Brian
Brian

Reputation: 745

Access scipy.sparse.csr_matrix, all rows with none zero column j

I hope my question is clear, but let's say I have a sparse matrix like following:

import numpy as np
a = np.eye(5, 5)
a[0,3]=1
a[3,0]=1
a[4,2]=1
a[3,2]=1
a = csr_matrix(a)
[[ 1.  0.  0.  1.  0.]
 [ 0.  1.  0.  0.  0.]
 [ 0.  0.  1.  0.  0.]
 [ 1.  0.  1.  1.  0.]
 [ 0.  0.  1.  0.  1.]]

what I want to get is, for example, all rows with column 2's value to be '1' as a sparse matrix, like:

 (0, 2) 1.0
 (1, 3) 1.0
 (1, 2) 1.0
 (1, 0) 1.0
 (2, 4) 1.0
 (2, 2) 1.0

also, I want to get all rows with column 2's value to be '0' as another sparse matrix, like:

(0, 3)  1.0
(0, 0)  1.0
(1, 1)  1.0

I am not sure if my code is efficient or not, but currently what I did is:

b = np.asarray(a.getcol(2).todense()).reshape(-1)
iPos = np.nonzero(b)[0]
iZero = np.nonzero(np.logical_not(b))[0]
a1 = a[iPos, :]
a0 = a[iZero, :]

So is there any more elegant way to do this?

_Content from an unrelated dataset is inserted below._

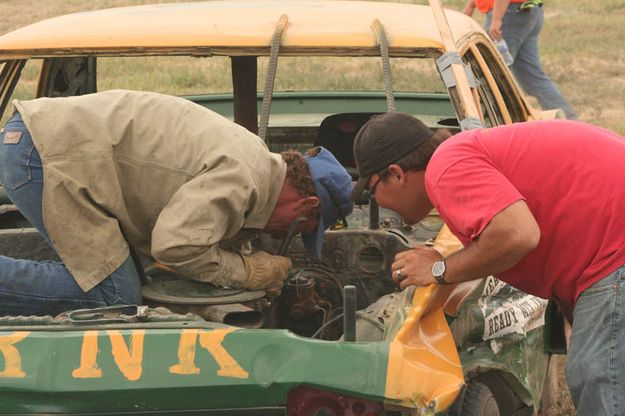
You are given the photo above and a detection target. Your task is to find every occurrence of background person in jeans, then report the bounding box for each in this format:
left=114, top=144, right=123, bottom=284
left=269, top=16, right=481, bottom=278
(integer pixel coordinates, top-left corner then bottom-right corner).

Thanks in advance.

Upvotes: 4

Views: 3583

Answers (1)

lucasg
lucasg

Reputation: 11012

This is one way to do it :

import numpy as np
from scipy.sparse import csr_matrix


a = np.eye(5, 5)
a[0,3]=1
a[3,0]=1
a[4,2]=1
a[3,2]=1


a = csr_matrix(a)
dense = np.asarray(a.todense())
column = np.asarray(a.getcol(2).todense()).reshape(-1)


print "dense"
# operations on full dense matrix
print "1"
print csr_matrix( np.vstack([ line for line in dense if line[2] == 1 ]) )
print "2"
print csr_matrix( np.vstack([ line for line in dense if line[2] == 0 ]) )

print "sparse"
# Operations on sparse matrix
result1 = []
result2 = []
for irow in range(a.shape[0]):
    if column[irow] == 1:
        [ result1.append( (irow,indice) ) for indice in a[irow].indices   ]
    else :
        [ result2.append( (irow,indice) ) for indice in a[irow].indices   ]

print result1,result2

The first method is really compact, but use the full dense input matrix (which can be bothering if you work on big matrices) whereas the second one works only on the sparse matrix, but the result object is a list of tuple, not a scipy.sparse.matrix.